The UCC had spent years exploring the issue, and talking to Muslim and Christian Palestinians, Jewish Israelis and Jewish Canadians. There were still six hours of contentious debate, during which the church’s General Council members heard testimonies from representatives on both sides of the issue.
The United Church General Council comprises more than 350 delegates from across Canada. Nearly three million Canadians identify themselves with the United Church, according to Statistics Canada. The vote was met with swift condemnation by some members of the Canadian Jewish community, who say a boycott will create an irreparable breakdown of relations between the two religious groups.
At the time of writing voting results were not available but Bruce Gregersen, a United Church General Council officer said voters were ‘substantially in favour’ of the boycott motion.
Other Israel boycott news
Students at South Africa’s University of the Witwatersrand say they are adopting an academic and cultural boycott of Israel in solidarity with the Palestinian people. A statement said the school’s student representative council is calling for an immediate investigation into any academic, financial and cultural relations with Israeli institutions.
The University of Johannesburg last year became the world’s first to impose an academic boycott on Israel, ending its relationship with Ben-Gurion University.
Viva los kangaroos
Adidas has pledged to reduce use of kangaroo skin by 98 per cent over the next 12 months. As part of their long running boycott campaign against Adidas, campaign group Viva! has worked closely with the AWPC (Australian Wildlife Protection Council).

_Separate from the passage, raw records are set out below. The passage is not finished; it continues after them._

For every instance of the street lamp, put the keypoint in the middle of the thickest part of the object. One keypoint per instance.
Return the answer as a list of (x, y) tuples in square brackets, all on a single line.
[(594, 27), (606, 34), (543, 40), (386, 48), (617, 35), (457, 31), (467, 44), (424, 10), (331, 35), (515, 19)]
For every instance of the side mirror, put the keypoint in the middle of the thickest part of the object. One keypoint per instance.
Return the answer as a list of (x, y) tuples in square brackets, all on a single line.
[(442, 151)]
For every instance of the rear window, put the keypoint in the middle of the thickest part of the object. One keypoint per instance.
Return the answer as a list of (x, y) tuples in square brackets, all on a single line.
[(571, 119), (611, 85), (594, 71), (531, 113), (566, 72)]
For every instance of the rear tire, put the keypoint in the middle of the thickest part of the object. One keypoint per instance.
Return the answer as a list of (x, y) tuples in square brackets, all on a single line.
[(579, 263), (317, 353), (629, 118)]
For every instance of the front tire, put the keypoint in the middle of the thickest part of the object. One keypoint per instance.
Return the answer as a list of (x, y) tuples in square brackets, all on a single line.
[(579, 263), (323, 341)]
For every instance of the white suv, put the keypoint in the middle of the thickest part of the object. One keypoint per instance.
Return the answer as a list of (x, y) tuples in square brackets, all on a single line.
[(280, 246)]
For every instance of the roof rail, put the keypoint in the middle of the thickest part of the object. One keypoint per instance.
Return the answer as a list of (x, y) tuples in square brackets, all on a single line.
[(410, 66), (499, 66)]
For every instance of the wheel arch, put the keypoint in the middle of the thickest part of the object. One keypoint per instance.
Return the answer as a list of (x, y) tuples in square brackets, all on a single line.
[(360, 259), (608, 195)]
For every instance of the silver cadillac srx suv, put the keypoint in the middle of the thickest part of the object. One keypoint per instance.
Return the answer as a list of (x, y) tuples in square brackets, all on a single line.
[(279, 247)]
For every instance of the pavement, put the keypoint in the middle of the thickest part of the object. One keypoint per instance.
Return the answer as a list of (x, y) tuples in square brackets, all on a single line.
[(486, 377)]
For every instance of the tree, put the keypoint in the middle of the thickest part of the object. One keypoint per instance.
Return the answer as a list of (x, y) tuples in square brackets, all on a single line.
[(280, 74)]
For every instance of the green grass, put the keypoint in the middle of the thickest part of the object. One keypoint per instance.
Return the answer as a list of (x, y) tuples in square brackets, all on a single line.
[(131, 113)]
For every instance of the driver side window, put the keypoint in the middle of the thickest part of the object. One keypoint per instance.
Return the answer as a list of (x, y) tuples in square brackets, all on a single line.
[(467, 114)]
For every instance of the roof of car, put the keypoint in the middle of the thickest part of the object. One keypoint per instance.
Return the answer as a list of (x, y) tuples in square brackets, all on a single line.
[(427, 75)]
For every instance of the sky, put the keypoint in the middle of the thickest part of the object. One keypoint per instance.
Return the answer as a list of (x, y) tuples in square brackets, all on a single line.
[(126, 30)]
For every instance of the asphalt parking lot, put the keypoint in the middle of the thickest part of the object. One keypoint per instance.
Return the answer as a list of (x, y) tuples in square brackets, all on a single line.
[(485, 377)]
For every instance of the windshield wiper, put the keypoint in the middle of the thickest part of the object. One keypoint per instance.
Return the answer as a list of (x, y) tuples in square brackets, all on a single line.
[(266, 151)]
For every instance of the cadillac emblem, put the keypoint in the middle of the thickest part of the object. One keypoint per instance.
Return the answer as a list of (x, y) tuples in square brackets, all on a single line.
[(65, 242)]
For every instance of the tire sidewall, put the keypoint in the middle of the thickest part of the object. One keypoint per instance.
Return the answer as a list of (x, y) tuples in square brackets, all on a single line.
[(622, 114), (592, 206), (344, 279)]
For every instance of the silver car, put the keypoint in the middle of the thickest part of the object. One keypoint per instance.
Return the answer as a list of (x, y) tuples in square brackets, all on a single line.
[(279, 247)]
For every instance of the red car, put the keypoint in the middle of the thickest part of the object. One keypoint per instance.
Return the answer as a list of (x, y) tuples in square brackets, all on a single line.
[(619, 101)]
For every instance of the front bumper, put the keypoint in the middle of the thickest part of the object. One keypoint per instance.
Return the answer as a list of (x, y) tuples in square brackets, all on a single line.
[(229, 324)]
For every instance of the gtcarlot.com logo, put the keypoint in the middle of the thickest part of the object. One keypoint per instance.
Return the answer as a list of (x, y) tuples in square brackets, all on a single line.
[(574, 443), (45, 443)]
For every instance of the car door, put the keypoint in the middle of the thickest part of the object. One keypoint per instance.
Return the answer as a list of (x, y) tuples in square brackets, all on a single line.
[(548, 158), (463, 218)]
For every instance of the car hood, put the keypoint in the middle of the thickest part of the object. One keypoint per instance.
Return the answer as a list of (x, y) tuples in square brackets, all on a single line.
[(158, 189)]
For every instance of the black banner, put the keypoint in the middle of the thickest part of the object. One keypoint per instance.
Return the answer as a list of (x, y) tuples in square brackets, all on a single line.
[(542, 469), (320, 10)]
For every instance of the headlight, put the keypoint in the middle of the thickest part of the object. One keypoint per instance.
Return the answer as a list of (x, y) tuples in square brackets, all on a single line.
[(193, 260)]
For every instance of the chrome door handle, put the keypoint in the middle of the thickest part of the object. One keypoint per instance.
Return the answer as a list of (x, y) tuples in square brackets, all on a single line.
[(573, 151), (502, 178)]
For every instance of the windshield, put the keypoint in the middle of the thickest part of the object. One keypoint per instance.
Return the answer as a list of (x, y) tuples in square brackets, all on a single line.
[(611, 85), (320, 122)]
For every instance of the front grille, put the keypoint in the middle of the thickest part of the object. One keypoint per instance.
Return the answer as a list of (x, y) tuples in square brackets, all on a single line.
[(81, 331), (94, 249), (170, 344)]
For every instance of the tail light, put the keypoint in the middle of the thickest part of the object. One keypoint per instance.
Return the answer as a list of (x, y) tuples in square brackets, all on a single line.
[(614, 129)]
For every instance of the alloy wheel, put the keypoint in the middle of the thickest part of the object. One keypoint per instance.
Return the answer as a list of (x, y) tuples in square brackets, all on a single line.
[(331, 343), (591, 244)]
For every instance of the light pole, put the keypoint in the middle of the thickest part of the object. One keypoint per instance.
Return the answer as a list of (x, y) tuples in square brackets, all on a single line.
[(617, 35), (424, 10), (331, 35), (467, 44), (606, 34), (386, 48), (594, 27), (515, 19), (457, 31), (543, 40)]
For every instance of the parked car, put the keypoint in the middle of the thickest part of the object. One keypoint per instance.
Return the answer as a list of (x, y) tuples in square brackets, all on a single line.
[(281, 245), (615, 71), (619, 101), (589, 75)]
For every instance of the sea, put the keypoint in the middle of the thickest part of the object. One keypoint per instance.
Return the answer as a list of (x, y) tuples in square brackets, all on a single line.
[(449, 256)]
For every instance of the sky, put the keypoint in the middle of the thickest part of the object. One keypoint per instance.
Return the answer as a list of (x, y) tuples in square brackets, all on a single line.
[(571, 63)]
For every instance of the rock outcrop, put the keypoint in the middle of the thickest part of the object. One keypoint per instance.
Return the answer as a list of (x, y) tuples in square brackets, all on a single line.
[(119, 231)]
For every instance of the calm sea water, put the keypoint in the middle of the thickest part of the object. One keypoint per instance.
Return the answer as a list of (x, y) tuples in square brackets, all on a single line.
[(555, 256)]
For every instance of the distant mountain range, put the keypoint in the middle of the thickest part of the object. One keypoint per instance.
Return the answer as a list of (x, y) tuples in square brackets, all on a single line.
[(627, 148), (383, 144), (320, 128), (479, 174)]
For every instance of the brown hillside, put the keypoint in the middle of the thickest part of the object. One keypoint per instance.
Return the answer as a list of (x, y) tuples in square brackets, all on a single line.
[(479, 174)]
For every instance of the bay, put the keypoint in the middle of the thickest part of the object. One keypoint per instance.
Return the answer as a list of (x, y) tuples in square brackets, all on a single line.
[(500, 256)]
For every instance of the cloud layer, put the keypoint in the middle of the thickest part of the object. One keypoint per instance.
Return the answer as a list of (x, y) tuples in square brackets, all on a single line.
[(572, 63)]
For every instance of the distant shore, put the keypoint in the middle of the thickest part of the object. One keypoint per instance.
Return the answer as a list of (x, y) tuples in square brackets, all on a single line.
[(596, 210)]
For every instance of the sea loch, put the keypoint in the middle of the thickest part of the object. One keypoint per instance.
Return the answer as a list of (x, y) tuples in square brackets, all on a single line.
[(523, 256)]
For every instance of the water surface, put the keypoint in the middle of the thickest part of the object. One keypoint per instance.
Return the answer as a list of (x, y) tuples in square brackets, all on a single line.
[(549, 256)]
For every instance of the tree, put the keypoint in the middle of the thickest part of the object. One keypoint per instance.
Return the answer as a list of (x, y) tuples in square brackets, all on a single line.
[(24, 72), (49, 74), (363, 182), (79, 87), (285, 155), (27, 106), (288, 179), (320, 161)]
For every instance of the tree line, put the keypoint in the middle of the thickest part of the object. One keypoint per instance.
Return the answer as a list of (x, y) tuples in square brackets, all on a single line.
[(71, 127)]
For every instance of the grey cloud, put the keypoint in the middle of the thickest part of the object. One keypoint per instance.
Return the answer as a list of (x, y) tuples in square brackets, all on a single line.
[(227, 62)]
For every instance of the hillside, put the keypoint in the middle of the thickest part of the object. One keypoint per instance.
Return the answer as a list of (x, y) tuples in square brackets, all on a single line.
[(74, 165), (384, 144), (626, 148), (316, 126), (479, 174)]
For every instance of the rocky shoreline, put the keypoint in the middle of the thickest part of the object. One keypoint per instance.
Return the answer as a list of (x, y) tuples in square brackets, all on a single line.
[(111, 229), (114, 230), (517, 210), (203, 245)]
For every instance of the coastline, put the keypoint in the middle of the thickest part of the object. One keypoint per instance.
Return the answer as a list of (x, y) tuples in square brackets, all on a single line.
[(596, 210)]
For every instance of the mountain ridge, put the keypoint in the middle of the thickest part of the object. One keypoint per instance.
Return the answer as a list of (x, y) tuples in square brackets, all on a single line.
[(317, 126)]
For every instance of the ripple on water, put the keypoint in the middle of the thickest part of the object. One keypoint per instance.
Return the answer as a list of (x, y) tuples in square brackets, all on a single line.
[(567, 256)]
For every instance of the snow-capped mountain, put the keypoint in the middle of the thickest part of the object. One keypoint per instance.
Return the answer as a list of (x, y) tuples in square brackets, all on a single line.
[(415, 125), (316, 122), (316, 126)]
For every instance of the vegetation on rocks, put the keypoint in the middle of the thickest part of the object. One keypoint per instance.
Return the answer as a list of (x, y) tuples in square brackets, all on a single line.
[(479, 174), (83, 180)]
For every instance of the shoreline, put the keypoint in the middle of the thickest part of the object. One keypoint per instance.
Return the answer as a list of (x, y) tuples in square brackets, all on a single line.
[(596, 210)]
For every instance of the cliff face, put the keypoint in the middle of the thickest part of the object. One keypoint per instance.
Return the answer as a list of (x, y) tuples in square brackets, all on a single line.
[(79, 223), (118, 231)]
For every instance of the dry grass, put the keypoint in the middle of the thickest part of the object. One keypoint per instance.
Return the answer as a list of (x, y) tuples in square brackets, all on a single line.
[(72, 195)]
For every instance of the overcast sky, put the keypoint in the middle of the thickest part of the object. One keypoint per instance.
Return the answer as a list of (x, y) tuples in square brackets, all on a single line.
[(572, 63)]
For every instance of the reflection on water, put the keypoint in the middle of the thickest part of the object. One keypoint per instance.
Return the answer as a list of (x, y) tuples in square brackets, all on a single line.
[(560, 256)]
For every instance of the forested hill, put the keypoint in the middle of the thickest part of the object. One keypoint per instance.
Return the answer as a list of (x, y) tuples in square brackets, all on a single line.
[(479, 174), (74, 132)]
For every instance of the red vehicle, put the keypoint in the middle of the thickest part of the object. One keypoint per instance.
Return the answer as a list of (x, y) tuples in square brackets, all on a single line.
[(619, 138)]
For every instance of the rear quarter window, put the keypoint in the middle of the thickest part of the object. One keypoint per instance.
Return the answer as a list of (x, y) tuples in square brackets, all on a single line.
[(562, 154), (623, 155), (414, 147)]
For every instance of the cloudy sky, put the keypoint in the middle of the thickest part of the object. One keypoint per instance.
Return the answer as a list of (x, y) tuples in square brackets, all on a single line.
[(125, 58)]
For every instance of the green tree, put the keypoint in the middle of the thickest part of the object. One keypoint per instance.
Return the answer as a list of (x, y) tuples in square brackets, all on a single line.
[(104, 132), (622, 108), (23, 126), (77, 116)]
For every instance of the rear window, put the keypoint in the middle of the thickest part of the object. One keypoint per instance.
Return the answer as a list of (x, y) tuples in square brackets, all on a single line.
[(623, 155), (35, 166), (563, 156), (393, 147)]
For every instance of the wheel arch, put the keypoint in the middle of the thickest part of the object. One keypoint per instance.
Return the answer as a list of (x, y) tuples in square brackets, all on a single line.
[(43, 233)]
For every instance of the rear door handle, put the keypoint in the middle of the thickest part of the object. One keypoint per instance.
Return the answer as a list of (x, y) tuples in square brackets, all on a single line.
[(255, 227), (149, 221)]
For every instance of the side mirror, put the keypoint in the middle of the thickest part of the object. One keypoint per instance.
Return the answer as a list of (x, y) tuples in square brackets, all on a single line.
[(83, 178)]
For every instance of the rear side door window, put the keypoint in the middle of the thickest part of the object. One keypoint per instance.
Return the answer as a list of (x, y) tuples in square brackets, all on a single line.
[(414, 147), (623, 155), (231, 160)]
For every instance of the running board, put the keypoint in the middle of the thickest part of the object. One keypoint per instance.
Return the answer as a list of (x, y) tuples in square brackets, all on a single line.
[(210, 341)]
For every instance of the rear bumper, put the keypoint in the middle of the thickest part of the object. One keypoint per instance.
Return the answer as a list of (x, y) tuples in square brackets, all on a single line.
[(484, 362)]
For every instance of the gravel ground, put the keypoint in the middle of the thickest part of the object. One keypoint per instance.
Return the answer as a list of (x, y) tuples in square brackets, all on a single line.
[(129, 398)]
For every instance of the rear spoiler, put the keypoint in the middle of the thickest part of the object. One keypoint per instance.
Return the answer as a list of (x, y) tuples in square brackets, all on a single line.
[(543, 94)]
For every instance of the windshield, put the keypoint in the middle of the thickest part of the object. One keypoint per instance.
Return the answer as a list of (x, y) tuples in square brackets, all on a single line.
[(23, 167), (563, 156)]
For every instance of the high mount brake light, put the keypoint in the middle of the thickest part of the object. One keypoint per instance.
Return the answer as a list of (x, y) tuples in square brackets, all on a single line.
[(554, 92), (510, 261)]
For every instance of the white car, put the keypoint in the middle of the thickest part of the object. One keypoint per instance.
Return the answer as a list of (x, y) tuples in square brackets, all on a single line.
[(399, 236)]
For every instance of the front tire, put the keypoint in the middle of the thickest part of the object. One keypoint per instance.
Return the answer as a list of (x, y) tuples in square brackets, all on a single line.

Both organisations have issued a guarded joint congratulation to the German giant for its decision to move away from the use of wildlife in its global business. They say the move will save thousands of these animals from being shot.
Last year we reported news that Adidas, and other large football boot manufacturers, were reducing their use of kangaroo skin because of concerns over cruelty. However, this is the first time that Adidas have committed to a timescale to reduce their use of kangaroo skins. Viva! and AWPC are reiterating their calls for kangaroo skin to banished entirely from football equipment and will be encouraging Adidas to drop the last 2 per cent of kangaroo skin they intend to use.
The long-running boycott will continue until the company commits to banning kangaroo products across its whole range. The Co-operative Asset Management’s Responsible Investment team (an institutional investor with a significant number of shares in Adidas) had also made their concerns about the continuing use of kangaroo leather clear to the company in response to this campaign.
Manchester United boycott
In August the Manchester United Supporters Trust (MUST) called for a worldwide boycott of all products made by the sponsors of Manchester United.
The boycott includes GM, a major sponsor of the team along with AON, DHL, BWIN, Casillero Del Diablo Wines, Hublot, Smirnoff, Mister Potato, Nike, Chevrolet, Singha Beer, Thomas Cook, Turkish Airlines, Epson, STC, PCCW Telecommunications, GlobalCom, Viva Kuwait, MTN, Airtel, Zong, Globul, TM Telecommunications, Viva Telecommunications, Turk Telekom, A.P. Honda, Airtel
Africa, Beeline Telecommunications.
The call is part of a long-running campaign against the team’s owners, the Glazer family, who put the club into around £400million of debt to buy the club.
Babybel ends toy offer
Disability groups in France called for a boycott of Babybel cheese in July after the company ran a marketing campaign that used the phrase ‘Mentally ill holidays’.
A promotional summer toy that featured the words was included as a free gift in bags of Mini Babybel. The company said the expression: “des vacances de malade mental,” was intended as a fun wordplay on a common French term to mean ‘extraordinary’.
Babybel have since apologised and is now trying to take the product off shelves. Disability groups have now limited their boycott to the packs containing the toys.